Social media and the courts

Having recently spent six months teaching some delightful, articulate teenagers A-level law it really brought home to me just how embedded social media is in the lives of young people, and also for the not quite so young as well. The students laughed incredulously at tales of queuing to use a payphone to call home from university and writing letters to friends; for these 18 year-olds the ability to communicate is permanently at their fingertips via their phones. They tweet, they message, to a lesser extent they still post on Facebook, but the key point is that they keep in contact not just with friends but with acquaintances and others frequently throughout the day. This means that they are leaving electronic trails (both written and photographic) everywhere of what they have been doing, what they plan to do, who they were with, not to mention their thoughts and feelings as they come tumbling from brain to phone. It is so fundamentally different to the situation even five years ago, is it any wonder that the legal system is struggling to keep up?

Information released under the Freedom of Information Act, showed that in 2012, out of 4,908 allegations, there were prosecutions in 653 cases in relation to social media “crimes”; this was an eight-fold increase from figures a mere four years earlier in 2008 (source: BBC News).

The DPP issued his Guidelines on prosecuting cases involving communications sent via social media on 20 June 2013, not hugely dissimilar to the interim guidance from December 2012 which launched a consultation on the subject. The guidelines are most welcome in order to clarify prosecution policy, balancing the need to uphold the criminal law and freedom of expression. There are three areas in which the guidelines will come down clearly in favour of prosecution:

  • where there is a credible threat of violence,
  • a targeted campaign of harassment against an individual, and
  • breaches of court orders.

The guidelines clarify, in relation to a fourth category, “grossly offensive”, indecent, obscene or false communications, that the communication must be “more than offensive, shocking or disturbing, even if distasteful or painful to those subjected to it”, creating a high evidential threshold which must be overcome before prosecuting. They also emphasise that in many cases, it is unlikely to be in the public interest to prosecute. The guidelines also focus upon whether the communications are aggravated by reference to race, religion, disability, sexual orientation or transgender identity.

In particular it was highlighted in the guidelines that context is important; something that seemed to have been forgotten in the infamous “Twitter Joke-Trial” case of Chambers v DPP [2012] EWHC 2157. The guidelines go on to list some of the public interest issues which will govern the decision to prosecute, and note that prosecution of those under 18 will rarely be in the public interest; in particular the expression of genuine remorse and swift removal of an offending communication will militate against prosecution. It will be interesting to see how these cases are prosecuted from this point, as the millions of daily social media communications continue in all their forms.

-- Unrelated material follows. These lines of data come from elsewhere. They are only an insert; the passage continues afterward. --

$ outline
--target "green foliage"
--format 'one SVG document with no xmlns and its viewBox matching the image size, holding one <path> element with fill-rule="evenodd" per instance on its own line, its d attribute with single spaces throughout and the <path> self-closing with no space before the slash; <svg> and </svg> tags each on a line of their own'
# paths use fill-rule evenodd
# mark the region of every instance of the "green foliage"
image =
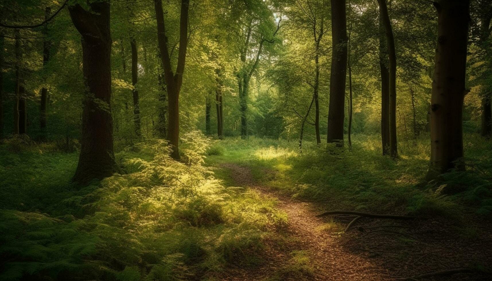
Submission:
<svg viewBox="0 0 492 281">
<path fill-rule="evenodd" d="M 263 240 L 285 223 L 275 201 L 214 176 L 203 165 L 211 141 L 197 131 L 183 136 L 183 162 L 149 140 L 117 154 L 127 173 L 80 189 L 56 175 L 76 156 L 23 144 L 21 162 L 15 141 L 0 147 L 3 279 L 187 280 L 257 263 Z"/>
</svg>

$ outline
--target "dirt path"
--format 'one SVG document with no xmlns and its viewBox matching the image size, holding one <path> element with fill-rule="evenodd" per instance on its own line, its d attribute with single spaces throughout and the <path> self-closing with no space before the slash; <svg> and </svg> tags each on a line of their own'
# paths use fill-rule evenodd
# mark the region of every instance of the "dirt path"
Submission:
<svg viewBox="0 0 492 281">
<path fill-rule="evenodd" d="M 339 246 L 337 235 L 323 230 L 326 223 L 321 219 L 314 217 L 319 212 L 312 204 L 293 200 L 289 197 L 272 191 L 268 187 L 255 182 L 251 171 L 247 167 L 234 164 L 224 164 L 222 168 L 231 170 L 235 183 L 239 186 L 254 189 L 261 193 L 278 199 L 277 205 L 288 215 L 287 232 L 293 239 L 284 249 L 272 247 L 268 255 L 268 265 L 254 271 L 238 268 L 230 276 L 223 277 L 223 280 L 263 280 L 277 274 L 282 265 L 288 264 L 291 252 L 298 250 L 305 251 L 309 256 L 314 266 L 314 276 L 290 276 L 287 273 L 280 277 L 281 280 L 337 280 L 371 281 L 391 280 L 389 273 L 374 260 L 362 255 L 347 252 Z"/>
</svg>

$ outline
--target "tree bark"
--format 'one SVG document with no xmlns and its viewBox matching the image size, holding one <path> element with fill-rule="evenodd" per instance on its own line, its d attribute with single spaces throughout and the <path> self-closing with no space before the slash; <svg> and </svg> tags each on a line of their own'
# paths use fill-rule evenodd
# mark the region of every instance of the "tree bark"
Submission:
<svg viewBox="0 0 492 281">
<path fill-rule="evenodd" d="M 463 101 L 469 19 L 469 0 L 439 0 L 437 47 L 432 85 L 430 164 L 428 178 L 450 169 L 464 170 Z"/>
<path fill-rule="evenodd" d="M 138 90 L 135 86 L 138 83 L 138 52 L 137 49 L 137 41 L 134 38 L 130 40 L 131 45 L 131 84 L 133 86 L 132 93 L 133 95 L 133 122 L 135 126 L 135 133 L 140 137 L 142 135 L 140 128 L 140 107 L 139 104 Z"/>
<path fill-rule="evenodd" d="M 413 88 L 411 85 L 409 86 L 410 88 L 410 94 L 412 99 L 412 111 L 413 113 L 413 138 L 417 139 L 417 135 L 419 132 L 417 130 L 417 112 L 415 111 L 415 93 L 413 91 Z"/>
<path fill-rule="evenodd" d="M 3 69 L 3 52 L 5 38 L 0 31 L 0 69 Z M 3 71 L 0 71 L 0 140 L 3 138 Z"/>
<path fill-rule="evenodd" d="M 482 136 L 490 138 L 492 135 L 492 98 L 490 94 L 482 99 Z"/>
<path fill-rule="evenodd" d="M 51 8 L 46 7 L 44 12 L 44 20 L 46 21 L 50 17 L 51 13 Z M 50 60 L 50 47 L 51 42 L 47 39 L 48 37 L 48 25 L 45 25 L 43 31 L 44 39 L 43 40 L 43 66 L 45 66 Z M 46 104 L 48 101 L 48 89 L 46 87 L 43 87 L 41 89 L 41 102 L 40 110 L 39 113 L 39 127 L 41 128 L 41 138 L 43 139 L 46 138 Z"/>
<path fill-rule="evenodd" d="M 211 134 L 210 132 L 210 109 L 212 105 L 210 104 L 210 95 L 211 94 L 207 95 L 205 99 L 205 133 L 207 135 Z"/>
<path fill-rule="evenodd" d="M 383 155 L 390 154 L 390 72 L 388 49 L 383 38 L 382 20 L 379 21 L 379 69 L 381 72 L 381 138 Z"/>
<path fill-rule="evenodd" d="M 386 33 L 389 62 L 389 124 L 390 155 L 393 158 L 398 157 L 397 144 L 397 56 L 395 49 L 395 38 L 390 16 L 388 13 L 386 0 L 377 0 L 383 26 Z"/>
<path fill-rule="evenodd" d="M 86 93 L 83 101 L 80 155 L 73 180 L 86 184 L 111 176 L 117 170 L 111 117 L 111 38 L 109 2 L 95 2 L 86 11 L 76 4 L 68 8 L 82 35 Z"/>
<path fill-rule="evenodd" d="M 189 0 L 182 0 L 181 11 L 180 16 L 180 43 L 178 54 L 178 63 L 176 73 L 171 69 L 171 58 L 167 46 L 167 37 L 164 22 L 162 0 L 154 0 L 157 20 L 157 42 L 159 51 L 164 67 L 164 78 L 167 87 L 169 126 L 168 138 L 171 146 L 171 156 L 173 158 L 180 159 L 178 144 L 180 138 L 179 126 L 179 94 L 183 83 L 183 72 L 186 59 L 186 47 L 188 44 L 188 9 Z"/>
<path fill-rule="evenodd" d="M 215 110 L 217 111 L 217 136 L 221 140 L 224 137 L 224 119 L 222 115 L 222 80 L 220 77 L 220 70 L 215 70 L 217 77 L 217 87 L 215 88 Z"/>
<path fill-rule="evenodd" d="M 347 71 L 347 21 L 345 0 L 331 0 L 333 54 L 327 141 L 343 145 Z"/>
</svg>

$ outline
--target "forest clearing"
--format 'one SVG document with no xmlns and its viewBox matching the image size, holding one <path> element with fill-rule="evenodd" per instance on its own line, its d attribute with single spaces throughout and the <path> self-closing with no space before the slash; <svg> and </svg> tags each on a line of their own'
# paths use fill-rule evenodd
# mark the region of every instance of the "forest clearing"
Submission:
<svg viewBox="0 0 492 281">
<path fill-rule="evenodd" d="M 491 101 L 490 0 L 3 0 L 0 280 L 490 280 Z"/>
</svg>

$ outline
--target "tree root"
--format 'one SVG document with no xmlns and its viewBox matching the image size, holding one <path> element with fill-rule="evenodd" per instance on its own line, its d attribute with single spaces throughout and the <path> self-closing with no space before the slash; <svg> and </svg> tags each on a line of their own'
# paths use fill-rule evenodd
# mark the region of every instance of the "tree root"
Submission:
<svg viewBox="0 0 492 281">
<path fill-rule="evenodd" d="M 352 219 L 352 221 L 350 221 L 350 223 L 348 224 L 348 225 L 347 225 L 347 228 L 345 229 L 345 232 L 346 232 L 348 230 L 348 229 L 350 228 L 350 226 L 352 226 L 354 223 L 355 223 L 355 222 L 357 220 L 359 220 L 359 219 L 360 219 L 361 218 L 362 218 L 362 216 L 358 216 Z"/>
<path fill-rule="evenodd" d="M 333 215 L 351 215 L 353 216 L 358 216 L 360 217 L 365 217 L 367 218 L 374 218 L 376 219 L 416 219 L 416 217 L 412 216 L 399 216 L 398 215 L 382 215 L 380 214 L 370 214 L 369 213 L 363 213 L 362 212 L 355 212 L 354 211 L 329 211 L 324 213 L 316 215 L 315 217 L 320 218 L 326 216 L 331 216 Z"/>
<path fill-rule="evenodd" d="M 475 272 L 475 271 L 473 270 L 473 269 L 471 268 L 459 268 L 457 269 L 450 269 L 449 270 L 437 271 L 436 272 L 430 272 L 430 273 L 426 273 L 425 274 L 419 275 L 418 276 L 414 276 L 413 277 L 400 278 L 399 280 L 418 280 L 422 278 L 429 278 L 430 277 L 433 277 L 434 276 L 448 276 L 458 273 L 470 273 L 474 272 Z"/>
</svg>

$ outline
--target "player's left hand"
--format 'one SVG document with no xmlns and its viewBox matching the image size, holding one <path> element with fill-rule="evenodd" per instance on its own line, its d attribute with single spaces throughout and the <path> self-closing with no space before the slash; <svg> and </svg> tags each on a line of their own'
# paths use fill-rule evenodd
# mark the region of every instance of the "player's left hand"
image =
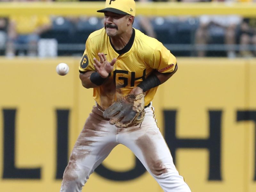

In the recent case of AG v Harkins; AG v Liddle [2013] EWHC 1455 (Admin) Mr Justice Tugendhat has been busy again, dealing with a committal application in relation to two people who used social media in order to break an injunction. Unlike the social media breaches of injunctions relating to preserving the secret identities of those in illicit relationships with celebrities, these cases had altogether more serious potential consequences, risking physical harm to the beneficiaries of the injunction, and potentially other innocent people. The cases concerned Harkins and Liddle sharing photographs purporting to be of Venables and Thompson (convicted of the murder of toddler James Bulger in the early 1990s) on social media in breach of a longstanding injunction.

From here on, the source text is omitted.